CUDA Thread, Warp and SIMT
Coming from the general CPU background, it is important to understand the difference in the thread execution model between CPU threads and CUDA threads. The major difference is in how the threads are scheduled. From the software’s point of view, CPU threads (no matter they are hyperthreads or vertical threads) are executed independently. CUDA threads are scheduled in a groups of warps. The threads within a warp are executed in a somewhat lock-step way called single-instruction multiple-thread (SIMT).
From the Nvidia Compute PTX ISA 1.2 manual (p.9)

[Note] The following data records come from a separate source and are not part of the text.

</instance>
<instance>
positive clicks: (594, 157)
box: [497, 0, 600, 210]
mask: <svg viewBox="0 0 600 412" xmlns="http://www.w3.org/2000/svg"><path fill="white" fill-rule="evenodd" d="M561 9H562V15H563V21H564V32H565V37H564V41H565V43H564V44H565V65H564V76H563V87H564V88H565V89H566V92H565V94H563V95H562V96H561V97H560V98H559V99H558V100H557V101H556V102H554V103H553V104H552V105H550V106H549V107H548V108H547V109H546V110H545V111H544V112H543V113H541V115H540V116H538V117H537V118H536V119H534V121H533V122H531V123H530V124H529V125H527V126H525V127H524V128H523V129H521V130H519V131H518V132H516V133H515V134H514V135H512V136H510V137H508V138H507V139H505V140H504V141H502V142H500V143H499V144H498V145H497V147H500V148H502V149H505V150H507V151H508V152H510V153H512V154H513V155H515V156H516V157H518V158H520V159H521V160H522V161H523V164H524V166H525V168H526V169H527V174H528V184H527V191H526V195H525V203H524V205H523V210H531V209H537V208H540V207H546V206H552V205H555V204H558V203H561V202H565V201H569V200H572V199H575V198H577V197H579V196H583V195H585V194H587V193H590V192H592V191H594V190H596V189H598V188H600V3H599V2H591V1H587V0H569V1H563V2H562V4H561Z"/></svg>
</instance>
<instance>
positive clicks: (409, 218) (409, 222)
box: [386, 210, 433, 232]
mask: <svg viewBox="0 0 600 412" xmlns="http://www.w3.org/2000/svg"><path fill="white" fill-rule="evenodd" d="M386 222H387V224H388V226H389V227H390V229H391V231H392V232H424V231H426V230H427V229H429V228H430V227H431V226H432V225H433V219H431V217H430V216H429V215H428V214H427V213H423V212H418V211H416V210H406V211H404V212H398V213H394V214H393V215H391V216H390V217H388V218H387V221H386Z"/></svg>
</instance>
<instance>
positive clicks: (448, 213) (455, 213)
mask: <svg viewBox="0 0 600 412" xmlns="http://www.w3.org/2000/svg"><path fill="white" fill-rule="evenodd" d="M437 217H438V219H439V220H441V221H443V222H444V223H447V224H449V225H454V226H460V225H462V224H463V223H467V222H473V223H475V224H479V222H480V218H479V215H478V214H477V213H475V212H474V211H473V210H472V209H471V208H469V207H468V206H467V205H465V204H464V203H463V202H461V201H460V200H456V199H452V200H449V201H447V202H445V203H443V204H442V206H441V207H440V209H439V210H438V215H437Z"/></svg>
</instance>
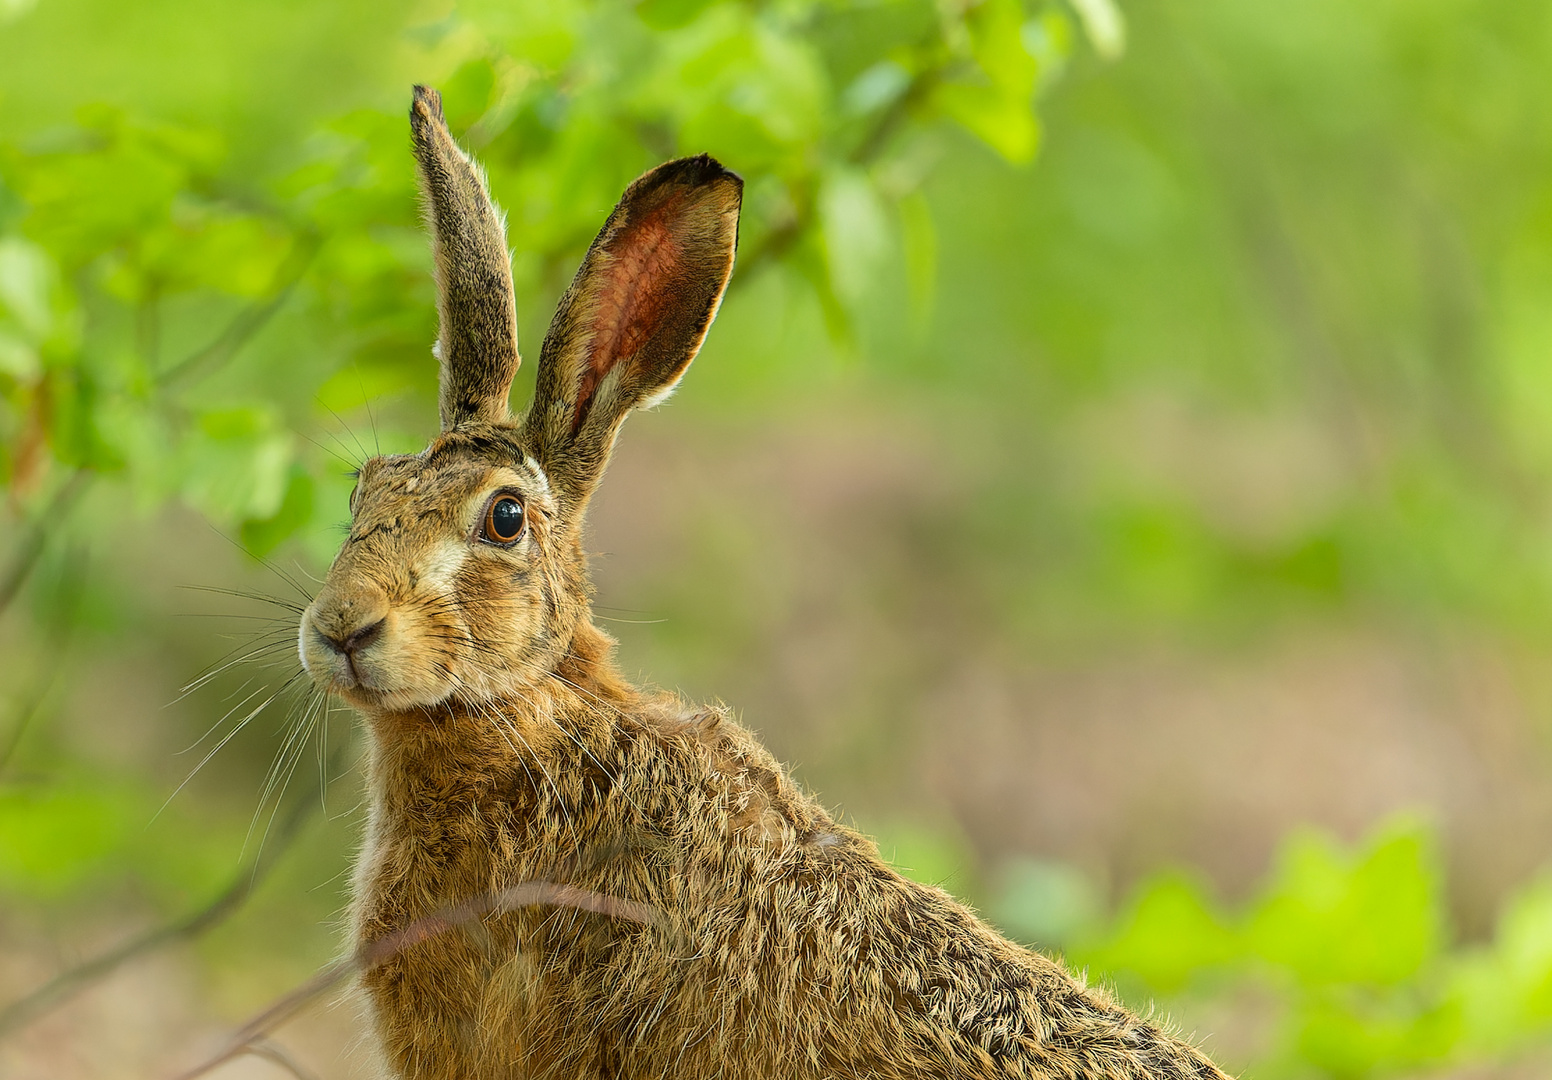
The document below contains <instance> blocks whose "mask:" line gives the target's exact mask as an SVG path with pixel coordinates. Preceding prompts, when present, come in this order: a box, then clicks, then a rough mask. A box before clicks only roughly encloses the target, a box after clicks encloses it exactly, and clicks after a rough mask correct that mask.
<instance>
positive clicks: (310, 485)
mask: <svg viewBox="0 0 1552 1080" xmlns="http://www.w3.org/2000/svg"><path fill="white" fill-rule="evenodd" d="M312 509H314V483H312V476H310V475H309V473H307V470H306V469H303V467H301V466H292V470H290V479H287V483H286V497H284V498H282V500H281V506H279V509H278V511H275V514H272V515H270V517H267V518H248V520H247V521H244V523H242V546H244V548H247V549H248V552H250V554H253V556H255V557H258V559H262V557H264V556H267V554H270V552H272V551H275V548H278V546H279V545H281V543H284V542H286V540H287V538H290V535H292V534H293V532H296V529H300V528H301V526H304V524H307V523H309V521H310V520H312Z"/></svg>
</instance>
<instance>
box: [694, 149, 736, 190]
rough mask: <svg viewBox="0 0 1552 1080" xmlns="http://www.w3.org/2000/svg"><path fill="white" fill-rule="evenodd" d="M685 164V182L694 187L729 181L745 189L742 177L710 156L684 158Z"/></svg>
mask: <svg viewBox="0 0 1552 1080" xmlns="http://www.w3.org/2000/svg"><path fill="white" fill-rule="evenodd" d="M683 164H684V180H686V182H688V183H692V185H697V186H698V185H703V183H712V182H715V180H729V182H733V183H734V185H737V186H739V188H740V189H742V188H743V177H740V175H739V174H737V172H734V171H733V169H729V168H726V166H725V164H723V163H722V161H719V160H717V158H714V157H711V155H709V154H697V155H695V157H692V158H683Z"/></svg>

Individual threads composing a SIMT warp start together at the same program address … A warp executes one common instruction at a time, …. If threads of a warp diverge via a data-dependent conditional branch, the warp serially executes each branch path taken, disabling threads that are not on that path, and when all paths complete, the threads converge back to the same execution path. Branch divergence occurs only within a warp; different warps execute independently regardless of whether they are executing common or disjointed code paths.
Notice that when there is a branch, the execution of the two branch paths (if both will be executed) are serialized. Say we have 32 threads in a warp and 16 of them will take branch A and the rest will take branch B, and processor chooses to execute A before B. Then none of the 16 threads on the B branch will be executed until those on branch A complete. Because of this hardware imposed ordering, one cannot assume the two branches will be executed concurrently!
As a result, programs that try to implement consumer/producer style communication within a warp between the two branches using busy-waiting loop may hang. For example, if the consumer branch is executed first, the consumer threads will loop forever because the producer threads never get a chance to execute.